A recent World Trade Organization report revises the way the WTO calculates measures to restrict and facilitate trade among G-20 member countries and paints a picture of what WTO Director-General Roberto Azevêdo called “moderation and restraint … in trade policies.”
The WTO’s latest monitoring report on G-20 trade measures halts the classification of new trade remedy investigations as trade-restrictive measures to harmonize with the approach used in the WTO’s monitoring reports for all members. Using this new metric, the report finds that G-20 economies applied 42 new trade-restrictive measures from mid-October 2016 to mid-May 2017, an average of six per month, which “is slightly higher than in 2016 but below the longer-term trend observed from 2009-2015 of seven per month.” These measures include new or increased tariffs, customs regulations, and rules of origin restrictions, and the WTO states that most of them appear to have been taken within the flexibilities provided for in the multilateral trading system.

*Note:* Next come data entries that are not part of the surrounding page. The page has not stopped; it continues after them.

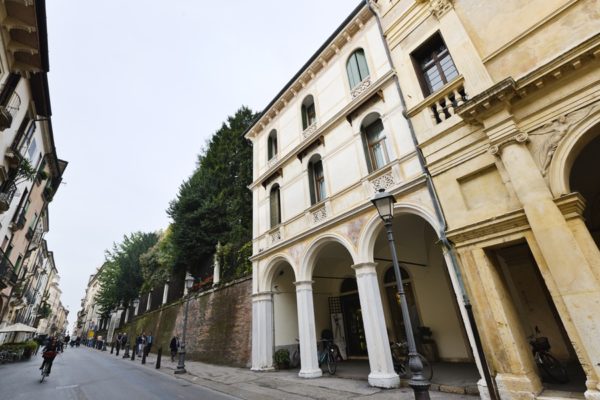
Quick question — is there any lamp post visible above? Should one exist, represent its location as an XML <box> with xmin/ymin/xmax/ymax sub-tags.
<box><xmin>371</xmin><ymin>189</ymin><xmax>431</xmax><ymax>400</ymax></box>
<box><xmin>175</xmin><ymin>272</ymin><xmax>194</xmax><ymax>374</ymax></box>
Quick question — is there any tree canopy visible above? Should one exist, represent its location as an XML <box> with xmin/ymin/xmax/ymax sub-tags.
<box><xmin>167</xmin><ymin>107</ymin><xmax>256</xmax><ymax>278</ymax></box>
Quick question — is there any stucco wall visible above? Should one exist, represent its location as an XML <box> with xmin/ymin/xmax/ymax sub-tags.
<box><xmin>116</xmin><ymin>278</ymin><xmax>252</xmax><ymax>367</ymax></box>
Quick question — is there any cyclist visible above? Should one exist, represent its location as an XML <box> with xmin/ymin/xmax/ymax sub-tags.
<box><xmin>40</xmin><ymin>337</ymin><xmax>58</xmax><ymax>375</ymax></box>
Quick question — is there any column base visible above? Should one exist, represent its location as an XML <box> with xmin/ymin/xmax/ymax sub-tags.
<box><xmin>298</xmin><ymin>369</ymin><xmax>323</xmax><ymax>379</ymax></box>
<box><xmin>369</xmin><ymin>372</ymin><xmax>400</xmax><ymax>389</ymax></box>
<box><xmin>250</xmin><ymin>367</ymin><xmax>275</xmax><ymax>372</ymax></box>
<box><xmin>496</xmin><ymin>373</ymin><xmax>543</xmax><ymax>400</ymax></box>
<box><xmin>583</xmin><ymin>389</ymin><xmax>600</xmax><ymax>400</ymax></box>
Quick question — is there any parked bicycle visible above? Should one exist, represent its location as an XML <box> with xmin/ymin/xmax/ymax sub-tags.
<box><xmin>318</xmin><ymin>339</ymin><xmax>337</xmax><ymax>375</ymax></box>
<box><xmin>390</xmin><ymin>342</ymin><xmax>433</xmax><ymax>381</ymax></box>
<box><xmin>528</xmin><ymin>326</ymin><xmax>569</xmax><ymax>383</ymax></box>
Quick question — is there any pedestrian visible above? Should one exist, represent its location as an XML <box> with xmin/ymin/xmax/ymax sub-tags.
<box><xmin>169</xmin><ymin>335</ymin><xmax>179</xmax><ymax>362</ymax></box>
<box><xmin>145</xmin><ymin>332</ymin><xmax>154</xmax><ymax>357</ymax></box>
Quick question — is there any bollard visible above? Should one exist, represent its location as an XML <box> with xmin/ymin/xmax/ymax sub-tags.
<box><xmin>156</xmin><ymin>347</ymin><xmax>162</xmax><ymax>369</ymax></box>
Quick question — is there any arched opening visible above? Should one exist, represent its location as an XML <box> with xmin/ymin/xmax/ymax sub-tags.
<box><xmin>270</xmin><ymin>261</ymin><xmax>298</xmax><ymax>367</ymax></box>
<box><xmin>373</xmin><ymin>214</ymin><xmax>480</xmax><ymax>390</ymax></box>
<box><xmin>569</xmin><ymin>125</ymin><xmax>600</xmax><ymax>248</ymax></box>
<box><xmin>301</xmin><ymin>94</ymin><xmax>317</xmax><ymax>130</ymax></box>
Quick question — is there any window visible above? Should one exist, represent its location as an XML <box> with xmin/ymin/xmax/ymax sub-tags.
<box><xmin>346</xmin><ymin>49</ymin><xmax>369</xmax><ymax>89</ymax></box>
<box><xmin>269</xmin><ymin>184</ymin><xmax>281</xmax><ymax>228</ymax></box>
<box><xmin>267</xmin><ymin>129</ymin><xmax>277</xmax><ymax>160</ymax></box>
<box><xmin>412</xmin><ymin>33</ymin><xmax>458</xmax><ymax>96</ymax></box>
<box><xmin>308</xmin><ymin>155</ymin><xmax>327</xmax><ymax>205</ymax></box>
<box><xmin>361</xmin><ymin>115</ymin><xmax>389</xmax><ymax>172</ymax></box>
<box><xmin>302</xmin><ymin>95</ymin><xmax>317</xmax><ymax>129</ymax></box>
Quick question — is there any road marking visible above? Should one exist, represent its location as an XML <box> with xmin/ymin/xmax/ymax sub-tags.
<box><xmin>56</xmin><ymin>385</ymin><xmax>79</xmax><ymax>390</ymax></box>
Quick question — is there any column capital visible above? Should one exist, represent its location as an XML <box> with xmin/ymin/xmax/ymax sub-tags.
<box><xmin>352</xmin><ymin>262</ymin><xmax>377</xmax><ymax>276</ymax></box>
<box><xmin>252</xmin><ymin>292</ymin><xmax>273</xmax><ymax>303</ymax></box>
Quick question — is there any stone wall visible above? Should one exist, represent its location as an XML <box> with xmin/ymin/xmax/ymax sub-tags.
<box><xmin>115</xmin><ymin>277</ymin><xmax>252</xmax><ymax>367</ymax></box>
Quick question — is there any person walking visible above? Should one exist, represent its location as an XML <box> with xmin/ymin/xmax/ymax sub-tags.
<box><xmin>169</xmin><ymin>335</ymin><xmax>179</xmax><ymax>362</ymax></box>
<box><xmin>144</xmin><ymin>332</ymin><xmax>154</xmax><ymax>357</ymax></box>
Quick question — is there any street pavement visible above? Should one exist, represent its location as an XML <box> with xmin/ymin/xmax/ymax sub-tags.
<box><xmin>0</xmin><ymin>347</ymin><xmax>236</xmax><ymax>400</ymax></box>
<box><xmin>0</xmin><ymin>347</ymin><xmax>478</xmax><ymax>400</ymax></box>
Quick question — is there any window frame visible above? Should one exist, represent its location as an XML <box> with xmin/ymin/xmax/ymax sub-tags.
<box><xmin>410</xmin><ymin>31</ymin><xmax>460</xmax><ymax>97</ymax></box>
<box><xmin>346</xmin><ymin>47</ymin><xmax>371</xmax><ymax>90</ymax></box>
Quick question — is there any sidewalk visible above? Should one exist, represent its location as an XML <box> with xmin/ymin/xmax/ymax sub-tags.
<box><xmin>98</xmin><ymin>350</ymin><xmax>478</xmax><ymax>400</ymax></box>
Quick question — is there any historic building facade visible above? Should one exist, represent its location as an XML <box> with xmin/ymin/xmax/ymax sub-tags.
<box><xmin>372</xmin><ymin>0</ymin><xmax>600</xmax><ymax>399</ymax></box>
<box><xmin>246</xmin><ymin>4</ymin><xmax>481</xmax><ymax>387</ymax></box>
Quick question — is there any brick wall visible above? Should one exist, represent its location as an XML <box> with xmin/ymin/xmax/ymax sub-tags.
<box><xmin>120</xmin><ymin>278</ymin><xmax>252</xmax><ymax>367</ymax></box>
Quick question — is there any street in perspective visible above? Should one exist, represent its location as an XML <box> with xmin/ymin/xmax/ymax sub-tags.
<box><xmin>0</xmin><ymin>0</ymin><xmax>600</xmax><ymax>400</ymax></box>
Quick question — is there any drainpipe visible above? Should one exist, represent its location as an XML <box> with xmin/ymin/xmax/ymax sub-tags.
<box><xmin>365</xmin><ymin>0</ymin><xmax>500</xmax><ymax>400</ymax></box>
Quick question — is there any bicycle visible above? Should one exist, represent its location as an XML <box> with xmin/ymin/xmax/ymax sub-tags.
<box><xmin>390</xmin><ymin>342</ymin><xmax>433</xmax><ymax>381</ymax></box>
<box><xmin>318</xmin><ymin>339</ymin><xmax>337</xmax><ymax>375</ymax></box>
<box><xmin>528</xmin><ymin>326</ymin><xmax>569</xmax><ymax>383</ymax></box>
<box><xmin>40</xmin><ymin>363</ymin><xmax>50</xmax><ymax>383</ymax></box>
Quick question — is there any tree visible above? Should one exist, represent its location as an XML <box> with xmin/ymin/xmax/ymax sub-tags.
<box><xmin>95</xmin><ymin>232</ymin><xmax>158</xmax><ymax>317</ymax></box>
<box><xmin>167</xmin><ymin>107</ymin><xmax>257</xmax><ymax>278</ymax></box>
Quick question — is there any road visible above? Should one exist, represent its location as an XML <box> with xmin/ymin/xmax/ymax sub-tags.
<box><xmin>0</xmin><ymin>347</ymin><xmax>237</xmax><ymax>400</ymax></box>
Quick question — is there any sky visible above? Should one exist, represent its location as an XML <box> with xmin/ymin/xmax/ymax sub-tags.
<box><xmin>46</xmin><ymin>0</ymin><xmax>359</xmax><ymax>329</ymax></box>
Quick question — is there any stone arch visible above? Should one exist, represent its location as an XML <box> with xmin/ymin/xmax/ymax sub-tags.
<box><xmin>258</xmin><ymin>253</ymin><xmax>298</xmax><ymax>292</ymax></box>
<box><xmin>358</xmin><ymin>203</ymin><xmax>441</xmax><ymax>262</ymax></box>
<box><xmin>547</xmin><ymin>105</ymin><xmax>600</xmax><ymax>197</ymax></box>
<box><xmin>296</xmin><ymin>233</ymin><xmax>357</xmax><ymax>281</ymax></box>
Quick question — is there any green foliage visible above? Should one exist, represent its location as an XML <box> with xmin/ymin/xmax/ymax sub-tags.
<box><xmin>167</xmin><ymin>107</ymin><xmax>256</xmax><ymax>279</ymax></box>
<box><xmin>96</xmin><ymin>232</ymin><xmax>158</xmax><ymax>317</ymax></box>
<box><xmin>140</xmin><ymin>226</ymin><xmax>175</xmax><ymax>292</ymax></box>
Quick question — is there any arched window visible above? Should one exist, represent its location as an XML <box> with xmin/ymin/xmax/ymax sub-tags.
<box><xmin>308</xmin><ymin>155</ymin><xmax>327</xmax><ymax>205</ymax></box>
<box><xmin>346</xmin><ymin>49</ymin><xmax>369</xmax><ymax>89</ymax></box>
<box><xmin>302</xmin><ymin>94</ymin><xmax>317</xmax><ymax>129</ymax></box>
<box><xmin>267</xmin><ymin>129</ymin><xmax>277</xmax><ymax>160</ymax></box>
<box><xmin>361</xmin><ymin>114</ymin><xmax>390</xmax><ymax>172</ymax></box>
<box><xmin>269</xmin><ymin>184</ymin><xmax>281</xmax><ymax>228</ymax></box>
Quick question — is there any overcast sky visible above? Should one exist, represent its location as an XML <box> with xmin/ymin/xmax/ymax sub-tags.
<box><xmin>46</xmin><ymin>0</ymin><xmax>359</xmax><ymax>329</ymax></box>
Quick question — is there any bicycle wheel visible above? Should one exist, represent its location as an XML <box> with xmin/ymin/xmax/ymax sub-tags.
<box><xmin>290</xmin><ymin>349</ymin><xmax>300</xmax><ymax>368</ymax></box>
<box><xmin>539</xmin><ymin>352</ymin><xmax>569</xmax><ymax>383</ymax></box>
<box><xmin>327</xmin><ymin>351</ymin><xmax>337</xmax><ymax>375</ymax></box>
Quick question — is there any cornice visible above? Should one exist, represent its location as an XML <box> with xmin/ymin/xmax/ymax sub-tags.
<box><xmin>248</xmin><ymin>70</ymin><xmax>395</xmax><ymax>189</ymax></box>
<box><xmin>245</xmin><ymin>5</ymin><xmax>373</xmax><ymax>139</ymax></box>
<box><xmin>446</xmin><ymin>193</ymin><xmax>585</xmax><ymax>248</ymax></box>
<box><xmin>455</xmin><ymin>33</ymin><xmax>600</xmax><ymax>125</ymax></box>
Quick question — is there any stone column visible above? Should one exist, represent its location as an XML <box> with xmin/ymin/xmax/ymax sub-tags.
<box><xmin>488</xmin><ymin>127</ymin><xmax>600</xmax><ymax>399</ymax></box>
<box><xmin>162</xmin><ymin>281</ymin><xmax>169</xmax><ymax>304</ymax></box>
<box><xmin>461</xmin><ymin>248</ymin><xmax>542</xmax><ymax>399</ymax></box>
<box><xmin>352</xmin><ymin>263</ymin><xmax>401</xmax><ymax>388</ymax></box>
<box><xmin>294</xmin><ymin>281</ymin><xmax>323</xmax><ymax>378</ymax></box>
<box><xmin>251</xmin><ymin>292</ymin><xmax>273</xmax><ymax>371</ymax></box>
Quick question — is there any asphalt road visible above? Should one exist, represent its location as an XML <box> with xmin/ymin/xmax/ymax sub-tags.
<box><xmin>0</xmin><ymin>347</ymin><xmax>236</xmax><ymax>400</ymax></box>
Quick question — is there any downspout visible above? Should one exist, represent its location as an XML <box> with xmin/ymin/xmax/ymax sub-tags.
<box><xmin>365</xmin><ymin>0</ymin><xmax>500</xmax><ymax>400</ymax></box>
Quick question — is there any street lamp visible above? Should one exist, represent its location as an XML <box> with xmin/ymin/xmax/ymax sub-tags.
<box><xmin>371</xmin><ymin>189</ymin><xmax>431</xmax><ymax>400</ymax></box>
<box><xmin>175</xmin><ymin>272</ymin><xmax>194</xmax><ymax>374</ymax></box>
<box><xmin>133</xmin><ymin>298</ymin><xmax>140</xmax><ymax>317</ymax></box>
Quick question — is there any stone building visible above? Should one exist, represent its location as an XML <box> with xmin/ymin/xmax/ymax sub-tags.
<box><xmin>373</xmin><ymin>0</ymin><xmax>600</xmax><ymax>399</ymax></box>
<box><xmin>246</xmin><ymin>0</ymin><xmax>600</xmax><ymax>399</ymax></box>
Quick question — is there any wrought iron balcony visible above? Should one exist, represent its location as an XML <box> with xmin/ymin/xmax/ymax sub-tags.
<box><xmin>0</xmin><ymin>92</ymin><xmax>21</xmax><ymax>131</ymax></box>
<box><xmin>0</xmin><ymin>250</ymin><xmax>17</xmax><ymax>288</ymax></box>
<box><xmin>0</xmin><ymin>182</ymin><xmax>17</xmax><ymax>213</ymax></box>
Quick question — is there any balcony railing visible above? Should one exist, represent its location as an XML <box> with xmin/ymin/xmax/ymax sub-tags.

The report adds that there were 146 initiations of trade remedy investigations. The sectors most affected were wood and articles of wood; vehicles; and furniture, bedding material, and lamps. If this number is combined with the number of trade restrictive measures, the total of 188 represents a substantial increase from the 85 recorded in the previous six-month period.
G-20 economies also adopted 42 new measures aimed at facilitating trade, which include the elimination of reduction of tariffs and the simplification of customs procedures but no longer include the termination of trade remedies. The report states that the average of six such measures per month “is similar to the previous period and in line with the declining trend in the application of trade facilitating measures observed in 2016.” The number of trade facilitating measures and trade remedy terminations totaled 104, compared to 100 in the previous period.
The report points out that the estimated trade coverage of trade-facilitating measures implemented by G-20 economies ($163 billion) significantly exceeded that of trade-restrictive measures ($47 billion). This holds true even when considering the value of trade remedy initiations ($25 billion) and terminations ($6 billion).